Время, предшествующее началу следствия, самое тягостное для следователя. Если план следствия хорошо составлен, вопросы обдуманы, то нетерпение следователя растет, можно сказать, с каждою минутой. Все мыслящие силы его до такой степени поглощены предметом следствия, что самая малейшая помеха выводит его из себя и заставляет горячиться и делать тысячу промахов в то самое время, когда всего нужнее хладнокровие и расчет.
Я ходил по комнате и, признаюсь откровенно, неоднократно-таки посылал куда следует Половникова и всех этих депутатов, которые как будто для того только созданы, чтобы на каждом шагу создавать для следователя препятствия.
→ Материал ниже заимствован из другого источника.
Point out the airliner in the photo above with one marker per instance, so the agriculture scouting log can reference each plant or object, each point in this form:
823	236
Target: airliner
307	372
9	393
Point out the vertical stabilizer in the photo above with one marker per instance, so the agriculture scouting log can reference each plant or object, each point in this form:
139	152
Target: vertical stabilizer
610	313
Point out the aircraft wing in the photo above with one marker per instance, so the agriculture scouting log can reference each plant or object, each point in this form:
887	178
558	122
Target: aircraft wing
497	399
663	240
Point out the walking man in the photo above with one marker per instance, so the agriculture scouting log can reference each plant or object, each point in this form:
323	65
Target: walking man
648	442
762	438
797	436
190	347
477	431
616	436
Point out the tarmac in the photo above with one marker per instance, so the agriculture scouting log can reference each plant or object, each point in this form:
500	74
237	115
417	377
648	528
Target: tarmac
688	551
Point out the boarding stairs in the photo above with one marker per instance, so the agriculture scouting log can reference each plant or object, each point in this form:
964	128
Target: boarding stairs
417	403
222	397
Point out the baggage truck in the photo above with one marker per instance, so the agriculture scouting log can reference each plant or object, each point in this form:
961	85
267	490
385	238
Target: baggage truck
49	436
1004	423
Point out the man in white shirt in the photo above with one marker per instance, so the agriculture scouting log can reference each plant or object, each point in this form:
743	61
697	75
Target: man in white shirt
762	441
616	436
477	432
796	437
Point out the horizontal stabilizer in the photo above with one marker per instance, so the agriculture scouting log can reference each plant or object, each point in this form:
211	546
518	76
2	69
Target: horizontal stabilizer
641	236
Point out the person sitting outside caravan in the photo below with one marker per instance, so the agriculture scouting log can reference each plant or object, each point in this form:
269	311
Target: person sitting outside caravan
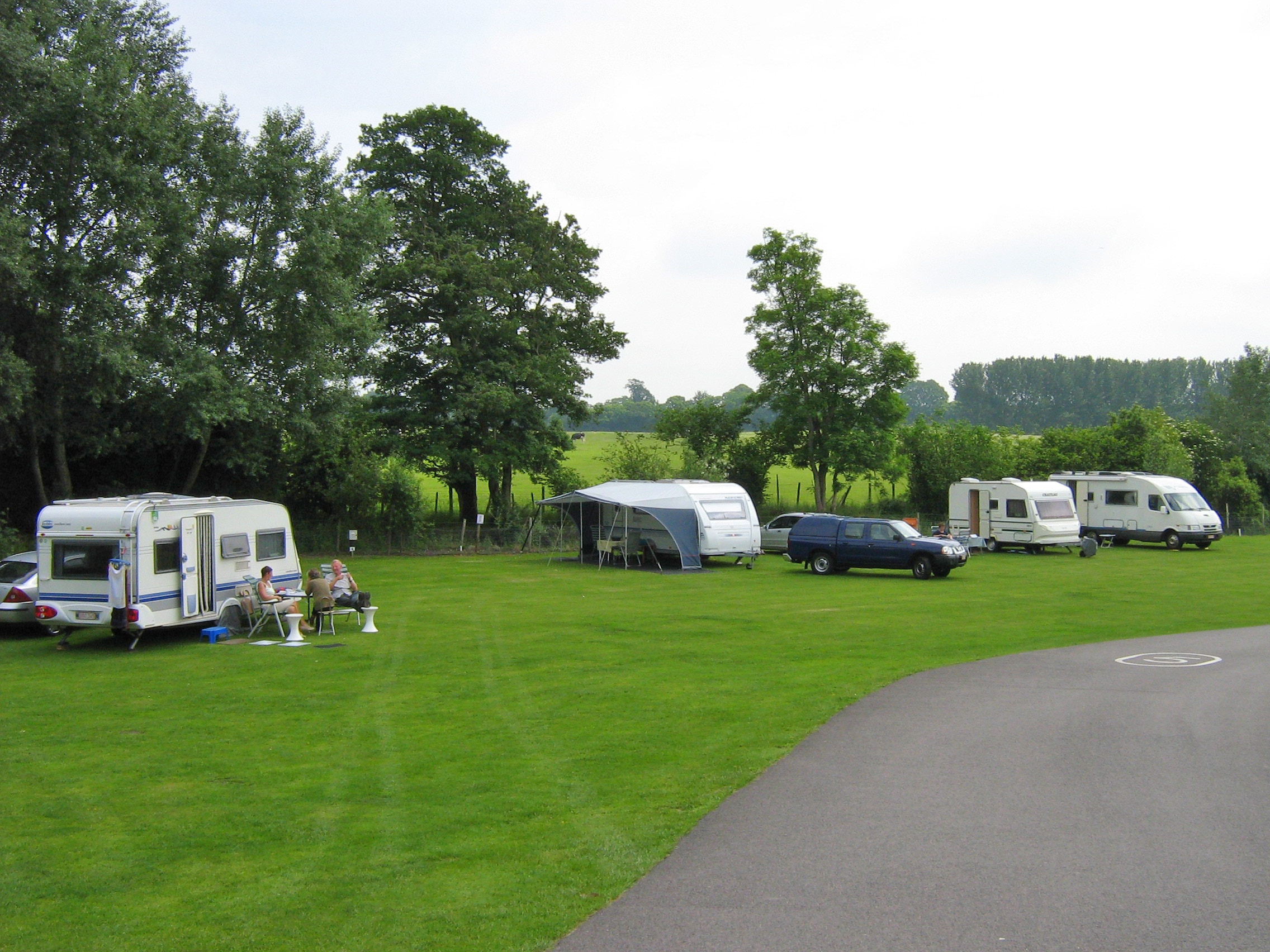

Я вообще люблю дела делать беспрепятственно, потому что оно как-то ловче, прохладнее распоряжаться на просторе. Шум у дверей прервал мои размышления; я оглянулся и увидал полицейского солдата, который держал за веревочку человека с бородой, одетого в русский кафтан. У человека в руках была печать, которую он как-то ожесточенно мял пальцами.
— Привел, ваше благородие, — сказал полицейский.
— Что это за человек?
— Мещанин Половников, ваше благородие.
— Где ты пропадал? нет, ты скажи, где ты пропадал? — закричал я, вдруг почувствовав в сердце новый прилив гнева и нетерпения при виде этого господина, который своею медленностию мог порвать всю нить соображений, обуревавших мою голову.
Половников мялся на одном месте и продолжал вертеть печать в руках.
— На чердаке, за старым хламом спрятавшись нашли, ваше благородие! пытали мы с ним маяться-то, — продолжал солдат.
— Ваше благородие… ваше превосходительство… ваше сиятельство!.. помилуйте, сударь, не погубите!
Говоря это, Половников то и дело протягивал руку с печатью и потом снова ее отдергивал.
— Секлетарь-с, ваше благородие… они против меня злобу питают… потому как я человек бедный-с и поклониться мне нечем-с… по той причине я и обчеством выбран, что в недоимщиках был: семья оченно уж угнетает, так обчество и присудило: по крайности, мол, он хоть службу отбудет…
— Так что ж секретарь-то?
— Да вот все наряжает-с; а у меня, ваше благородие, семья есть, тоже работишка-с, ложечки ковыряю, а он все наряжает: я, говорит, тебя в разоренье произведу… Господи! что ж это такое с нам будет!
— Что ж у тебя в руках-то?
— Да тамга, ваше благородие, тамга: неученый ведь я, сударь, так вот и прикладываю, где господа укажут.
— Посмотри, пришла ли Кузьмовна? — сказал я полицейскому.